The structure of the lipase from A. niger was composed of a core domain (residues 1-82 and 97-269), showing the typical characteristics of the α/β hydrolase and a lid domain (residues 83-96), with a simple pattern of loop-helix-loop. The orientations and the positions of residues of the catalytic triad (Ser145-Asp198-His260) followed the movement of the lid (Liu et al., 2013). These observations allowed us to suggest that the structure of the lipase from A. flavus conformed to all the characteristics of the lipases in the open conformation.

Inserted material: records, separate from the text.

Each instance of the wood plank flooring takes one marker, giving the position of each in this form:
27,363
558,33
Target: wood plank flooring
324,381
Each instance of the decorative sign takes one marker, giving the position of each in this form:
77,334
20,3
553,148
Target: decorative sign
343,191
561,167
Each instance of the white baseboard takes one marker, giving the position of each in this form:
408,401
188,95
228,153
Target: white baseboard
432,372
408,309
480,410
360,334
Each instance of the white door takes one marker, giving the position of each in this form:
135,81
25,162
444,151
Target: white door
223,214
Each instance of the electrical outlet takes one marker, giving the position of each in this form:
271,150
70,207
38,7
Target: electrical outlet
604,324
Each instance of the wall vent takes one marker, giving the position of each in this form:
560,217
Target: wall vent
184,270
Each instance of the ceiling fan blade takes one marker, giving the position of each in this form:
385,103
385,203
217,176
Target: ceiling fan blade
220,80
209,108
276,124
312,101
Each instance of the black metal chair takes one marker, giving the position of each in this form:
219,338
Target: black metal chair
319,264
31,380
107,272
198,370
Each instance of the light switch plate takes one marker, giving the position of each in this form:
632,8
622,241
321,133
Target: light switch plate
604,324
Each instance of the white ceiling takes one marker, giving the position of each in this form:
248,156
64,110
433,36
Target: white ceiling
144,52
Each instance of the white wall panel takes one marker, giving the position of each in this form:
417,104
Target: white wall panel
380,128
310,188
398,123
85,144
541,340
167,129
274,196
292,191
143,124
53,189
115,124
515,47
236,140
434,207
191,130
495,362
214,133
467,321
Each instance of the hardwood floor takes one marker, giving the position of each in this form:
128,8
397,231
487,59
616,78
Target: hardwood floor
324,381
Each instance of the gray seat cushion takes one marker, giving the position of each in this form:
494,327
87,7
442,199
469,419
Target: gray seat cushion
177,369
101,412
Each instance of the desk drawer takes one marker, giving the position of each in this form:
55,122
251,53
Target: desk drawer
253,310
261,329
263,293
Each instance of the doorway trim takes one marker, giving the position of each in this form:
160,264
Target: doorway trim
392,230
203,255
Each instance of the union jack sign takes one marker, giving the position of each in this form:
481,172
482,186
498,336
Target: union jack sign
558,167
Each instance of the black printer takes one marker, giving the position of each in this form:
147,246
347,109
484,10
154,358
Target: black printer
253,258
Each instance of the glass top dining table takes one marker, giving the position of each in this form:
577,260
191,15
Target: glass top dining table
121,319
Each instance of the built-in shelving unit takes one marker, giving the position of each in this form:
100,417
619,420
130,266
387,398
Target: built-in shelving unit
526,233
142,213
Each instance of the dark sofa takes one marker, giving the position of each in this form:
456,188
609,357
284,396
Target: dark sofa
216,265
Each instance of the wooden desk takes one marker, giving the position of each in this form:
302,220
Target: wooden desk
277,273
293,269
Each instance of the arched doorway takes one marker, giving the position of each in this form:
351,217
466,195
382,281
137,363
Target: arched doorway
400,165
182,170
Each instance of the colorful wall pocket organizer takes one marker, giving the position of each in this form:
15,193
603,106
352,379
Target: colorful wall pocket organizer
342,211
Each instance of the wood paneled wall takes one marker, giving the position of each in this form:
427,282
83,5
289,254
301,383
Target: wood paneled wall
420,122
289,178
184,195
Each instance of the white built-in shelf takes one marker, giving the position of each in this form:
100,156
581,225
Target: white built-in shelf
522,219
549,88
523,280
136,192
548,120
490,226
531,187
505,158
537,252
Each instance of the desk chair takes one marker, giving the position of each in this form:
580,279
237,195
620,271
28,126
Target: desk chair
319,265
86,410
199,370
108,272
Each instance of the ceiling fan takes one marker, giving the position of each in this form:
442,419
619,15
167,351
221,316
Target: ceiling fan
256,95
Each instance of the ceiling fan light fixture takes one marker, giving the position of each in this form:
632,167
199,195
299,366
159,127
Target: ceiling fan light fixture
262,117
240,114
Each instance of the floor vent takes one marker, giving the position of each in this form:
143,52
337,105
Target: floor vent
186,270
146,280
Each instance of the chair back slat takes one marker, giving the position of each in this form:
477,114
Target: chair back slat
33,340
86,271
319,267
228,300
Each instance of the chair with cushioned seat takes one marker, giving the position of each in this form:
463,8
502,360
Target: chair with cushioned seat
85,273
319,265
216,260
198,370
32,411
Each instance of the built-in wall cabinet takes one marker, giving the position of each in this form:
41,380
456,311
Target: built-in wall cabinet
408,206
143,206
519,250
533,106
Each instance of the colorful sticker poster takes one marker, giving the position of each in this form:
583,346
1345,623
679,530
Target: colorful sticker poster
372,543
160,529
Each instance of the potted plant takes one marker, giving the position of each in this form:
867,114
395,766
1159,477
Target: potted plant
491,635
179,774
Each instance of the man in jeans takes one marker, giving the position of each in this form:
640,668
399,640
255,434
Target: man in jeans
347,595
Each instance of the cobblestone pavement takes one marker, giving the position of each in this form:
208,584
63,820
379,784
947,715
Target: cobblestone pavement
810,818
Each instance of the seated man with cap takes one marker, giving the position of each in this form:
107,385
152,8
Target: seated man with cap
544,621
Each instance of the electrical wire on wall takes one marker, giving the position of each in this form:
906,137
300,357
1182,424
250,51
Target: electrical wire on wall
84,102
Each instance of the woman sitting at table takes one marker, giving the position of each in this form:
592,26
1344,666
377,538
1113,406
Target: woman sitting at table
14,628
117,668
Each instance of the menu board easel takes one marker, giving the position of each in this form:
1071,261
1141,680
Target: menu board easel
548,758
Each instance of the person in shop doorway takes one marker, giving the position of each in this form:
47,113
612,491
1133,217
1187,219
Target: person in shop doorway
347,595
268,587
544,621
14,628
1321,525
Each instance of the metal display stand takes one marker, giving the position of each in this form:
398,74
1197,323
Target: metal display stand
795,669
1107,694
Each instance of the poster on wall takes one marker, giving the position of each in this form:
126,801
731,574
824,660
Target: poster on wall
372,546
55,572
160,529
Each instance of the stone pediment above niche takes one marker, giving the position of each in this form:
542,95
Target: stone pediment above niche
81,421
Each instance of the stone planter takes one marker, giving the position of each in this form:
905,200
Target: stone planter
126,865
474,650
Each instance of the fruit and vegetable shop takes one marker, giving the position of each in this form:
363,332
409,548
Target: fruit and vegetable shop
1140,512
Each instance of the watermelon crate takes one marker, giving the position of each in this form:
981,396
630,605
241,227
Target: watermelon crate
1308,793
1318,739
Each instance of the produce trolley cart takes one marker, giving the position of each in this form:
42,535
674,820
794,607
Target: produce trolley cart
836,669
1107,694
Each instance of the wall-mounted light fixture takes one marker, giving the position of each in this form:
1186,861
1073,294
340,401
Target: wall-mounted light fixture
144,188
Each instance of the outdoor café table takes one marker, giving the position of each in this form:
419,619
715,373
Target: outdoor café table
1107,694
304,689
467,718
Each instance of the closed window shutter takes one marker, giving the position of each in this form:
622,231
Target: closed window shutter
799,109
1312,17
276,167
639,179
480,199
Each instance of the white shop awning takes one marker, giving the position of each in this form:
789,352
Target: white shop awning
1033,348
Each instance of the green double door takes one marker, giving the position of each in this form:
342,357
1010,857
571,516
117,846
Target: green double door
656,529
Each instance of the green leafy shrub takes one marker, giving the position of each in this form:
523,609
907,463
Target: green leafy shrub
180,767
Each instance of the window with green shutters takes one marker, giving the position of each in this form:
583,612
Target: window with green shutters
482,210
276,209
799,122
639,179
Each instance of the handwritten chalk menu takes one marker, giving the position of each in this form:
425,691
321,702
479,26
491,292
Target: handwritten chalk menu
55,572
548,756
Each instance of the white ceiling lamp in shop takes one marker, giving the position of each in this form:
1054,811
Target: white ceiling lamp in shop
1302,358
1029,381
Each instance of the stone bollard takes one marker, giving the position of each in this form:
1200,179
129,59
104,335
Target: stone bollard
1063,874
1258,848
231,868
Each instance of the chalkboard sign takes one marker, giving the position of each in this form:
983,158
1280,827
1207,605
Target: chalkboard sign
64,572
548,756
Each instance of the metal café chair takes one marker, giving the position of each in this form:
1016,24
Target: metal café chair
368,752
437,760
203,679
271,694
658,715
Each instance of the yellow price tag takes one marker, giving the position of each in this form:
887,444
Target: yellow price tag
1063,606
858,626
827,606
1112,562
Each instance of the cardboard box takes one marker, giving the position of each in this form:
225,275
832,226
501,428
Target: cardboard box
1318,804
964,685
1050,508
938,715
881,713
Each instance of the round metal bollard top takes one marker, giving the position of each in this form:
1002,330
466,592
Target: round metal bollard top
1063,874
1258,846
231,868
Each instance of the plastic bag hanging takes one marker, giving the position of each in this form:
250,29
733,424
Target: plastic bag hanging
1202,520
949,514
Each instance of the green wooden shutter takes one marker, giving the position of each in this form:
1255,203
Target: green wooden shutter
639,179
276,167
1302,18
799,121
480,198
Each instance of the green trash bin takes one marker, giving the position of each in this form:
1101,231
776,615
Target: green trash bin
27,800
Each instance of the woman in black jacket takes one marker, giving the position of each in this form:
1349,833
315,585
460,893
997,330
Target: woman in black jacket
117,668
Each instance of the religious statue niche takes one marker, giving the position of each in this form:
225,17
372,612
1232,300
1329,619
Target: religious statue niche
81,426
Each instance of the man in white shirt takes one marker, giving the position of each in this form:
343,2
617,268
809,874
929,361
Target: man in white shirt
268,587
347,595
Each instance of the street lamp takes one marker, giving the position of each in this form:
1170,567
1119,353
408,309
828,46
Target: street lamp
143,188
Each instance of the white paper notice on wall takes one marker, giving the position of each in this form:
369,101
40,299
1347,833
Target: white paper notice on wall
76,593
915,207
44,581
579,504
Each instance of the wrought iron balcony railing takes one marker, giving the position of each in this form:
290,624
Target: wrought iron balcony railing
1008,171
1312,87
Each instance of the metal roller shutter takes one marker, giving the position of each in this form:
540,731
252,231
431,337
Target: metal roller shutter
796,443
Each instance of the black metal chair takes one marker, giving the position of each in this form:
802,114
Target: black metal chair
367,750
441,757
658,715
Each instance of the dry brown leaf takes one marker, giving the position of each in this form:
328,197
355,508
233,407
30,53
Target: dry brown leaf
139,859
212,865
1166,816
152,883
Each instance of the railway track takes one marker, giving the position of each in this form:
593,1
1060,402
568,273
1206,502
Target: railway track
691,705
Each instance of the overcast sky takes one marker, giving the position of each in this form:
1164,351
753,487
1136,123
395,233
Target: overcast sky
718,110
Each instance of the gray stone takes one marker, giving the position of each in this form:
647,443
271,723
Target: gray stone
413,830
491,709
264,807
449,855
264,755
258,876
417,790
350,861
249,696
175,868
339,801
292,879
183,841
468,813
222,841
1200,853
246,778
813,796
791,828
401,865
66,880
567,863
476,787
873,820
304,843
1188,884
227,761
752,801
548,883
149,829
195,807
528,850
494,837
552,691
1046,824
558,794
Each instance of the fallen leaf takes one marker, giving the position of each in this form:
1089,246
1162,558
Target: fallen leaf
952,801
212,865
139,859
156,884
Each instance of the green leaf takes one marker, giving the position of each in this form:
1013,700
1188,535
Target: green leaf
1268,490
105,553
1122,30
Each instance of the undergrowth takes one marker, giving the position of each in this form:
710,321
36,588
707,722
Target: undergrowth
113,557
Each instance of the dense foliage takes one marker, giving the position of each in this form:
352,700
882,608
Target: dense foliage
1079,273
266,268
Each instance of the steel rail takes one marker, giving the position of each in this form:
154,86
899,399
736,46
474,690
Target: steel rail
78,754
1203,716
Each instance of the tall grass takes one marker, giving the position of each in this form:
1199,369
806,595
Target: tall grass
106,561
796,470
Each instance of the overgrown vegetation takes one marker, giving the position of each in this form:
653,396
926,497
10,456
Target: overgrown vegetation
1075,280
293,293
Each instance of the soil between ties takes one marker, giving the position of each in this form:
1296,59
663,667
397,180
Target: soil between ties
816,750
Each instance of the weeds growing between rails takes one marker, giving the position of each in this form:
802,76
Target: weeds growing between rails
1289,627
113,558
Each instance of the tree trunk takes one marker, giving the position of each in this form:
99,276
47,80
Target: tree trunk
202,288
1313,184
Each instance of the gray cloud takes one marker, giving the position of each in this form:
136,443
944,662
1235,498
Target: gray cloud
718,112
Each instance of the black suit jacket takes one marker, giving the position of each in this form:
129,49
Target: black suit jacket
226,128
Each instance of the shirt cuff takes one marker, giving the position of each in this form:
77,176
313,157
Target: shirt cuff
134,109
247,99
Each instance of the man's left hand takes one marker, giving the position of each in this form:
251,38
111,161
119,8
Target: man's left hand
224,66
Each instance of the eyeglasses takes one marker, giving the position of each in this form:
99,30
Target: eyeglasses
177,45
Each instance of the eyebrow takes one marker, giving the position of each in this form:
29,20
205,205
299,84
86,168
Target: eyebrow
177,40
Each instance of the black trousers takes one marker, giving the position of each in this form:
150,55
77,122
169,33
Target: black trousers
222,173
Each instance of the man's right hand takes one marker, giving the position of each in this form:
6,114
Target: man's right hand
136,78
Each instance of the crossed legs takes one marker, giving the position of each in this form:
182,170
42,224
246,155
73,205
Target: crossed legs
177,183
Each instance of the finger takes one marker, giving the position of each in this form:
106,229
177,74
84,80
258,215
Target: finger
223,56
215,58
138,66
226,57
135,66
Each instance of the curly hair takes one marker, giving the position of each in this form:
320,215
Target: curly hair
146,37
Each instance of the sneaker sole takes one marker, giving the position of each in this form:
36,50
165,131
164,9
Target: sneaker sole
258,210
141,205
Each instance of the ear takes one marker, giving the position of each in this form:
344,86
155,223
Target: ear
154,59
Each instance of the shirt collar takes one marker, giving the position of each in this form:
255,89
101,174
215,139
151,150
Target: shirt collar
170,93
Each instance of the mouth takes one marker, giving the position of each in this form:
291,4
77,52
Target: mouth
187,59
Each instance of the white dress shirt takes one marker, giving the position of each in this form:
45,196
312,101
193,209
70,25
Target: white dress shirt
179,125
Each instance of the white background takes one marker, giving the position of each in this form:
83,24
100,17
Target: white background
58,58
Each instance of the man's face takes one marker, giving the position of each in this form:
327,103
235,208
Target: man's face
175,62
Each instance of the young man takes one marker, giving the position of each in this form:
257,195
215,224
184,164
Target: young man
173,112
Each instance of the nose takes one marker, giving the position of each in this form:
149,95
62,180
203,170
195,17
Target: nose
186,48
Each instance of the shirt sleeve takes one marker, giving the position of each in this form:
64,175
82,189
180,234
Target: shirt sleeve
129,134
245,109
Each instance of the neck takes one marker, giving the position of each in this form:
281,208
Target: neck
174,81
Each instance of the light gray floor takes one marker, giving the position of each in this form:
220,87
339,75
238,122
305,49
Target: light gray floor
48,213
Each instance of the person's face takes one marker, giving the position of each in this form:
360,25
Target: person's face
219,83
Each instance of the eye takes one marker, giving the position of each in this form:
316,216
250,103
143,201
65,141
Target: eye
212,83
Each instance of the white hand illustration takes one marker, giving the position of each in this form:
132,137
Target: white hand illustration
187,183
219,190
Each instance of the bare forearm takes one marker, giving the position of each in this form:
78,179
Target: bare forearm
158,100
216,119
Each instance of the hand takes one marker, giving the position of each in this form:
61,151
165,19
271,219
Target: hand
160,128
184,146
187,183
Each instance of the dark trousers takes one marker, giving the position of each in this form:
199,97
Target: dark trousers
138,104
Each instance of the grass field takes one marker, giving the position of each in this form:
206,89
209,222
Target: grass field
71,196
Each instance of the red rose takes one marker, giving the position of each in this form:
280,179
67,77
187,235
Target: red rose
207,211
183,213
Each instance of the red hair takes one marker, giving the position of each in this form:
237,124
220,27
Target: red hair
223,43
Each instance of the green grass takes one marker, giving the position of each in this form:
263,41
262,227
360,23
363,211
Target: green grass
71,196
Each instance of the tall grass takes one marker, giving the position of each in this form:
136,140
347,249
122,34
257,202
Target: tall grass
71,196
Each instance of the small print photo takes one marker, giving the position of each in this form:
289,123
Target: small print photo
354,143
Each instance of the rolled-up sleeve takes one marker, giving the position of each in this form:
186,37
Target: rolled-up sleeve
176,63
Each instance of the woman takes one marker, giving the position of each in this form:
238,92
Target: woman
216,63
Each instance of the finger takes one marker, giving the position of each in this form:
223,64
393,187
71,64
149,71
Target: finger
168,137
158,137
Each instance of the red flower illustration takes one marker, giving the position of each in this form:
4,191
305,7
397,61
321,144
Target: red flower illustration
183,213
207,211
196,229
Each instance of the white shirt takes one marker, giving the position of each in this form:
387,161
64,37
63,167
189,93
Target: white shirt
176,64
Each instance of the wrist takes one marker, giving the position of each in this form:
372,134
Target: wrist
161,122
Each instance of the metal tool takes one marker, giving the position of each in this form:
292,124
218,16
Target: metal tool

The interest of microbial lipases in biotechnological applications has taken a meteoric rise in recent years. Therefore, the industry requires new enzymes, which meet the criteria of use, particularly in terms of thermostability. The A. flavus lipase kept their stability even in the presence of high concentrations of detergent (NaDC). Calcium salts showed a stimulating action of the lipase activity. Molecular modeling of the 3D structure was also carried out and the results have allowed us to demonstrate that AFL tolerates the accumulation of long chain fatty acids in the lipid / water interface. These results show that AFL has biochemical properties attractive for various industrial applications.
The authors did not declare any conflict of interest.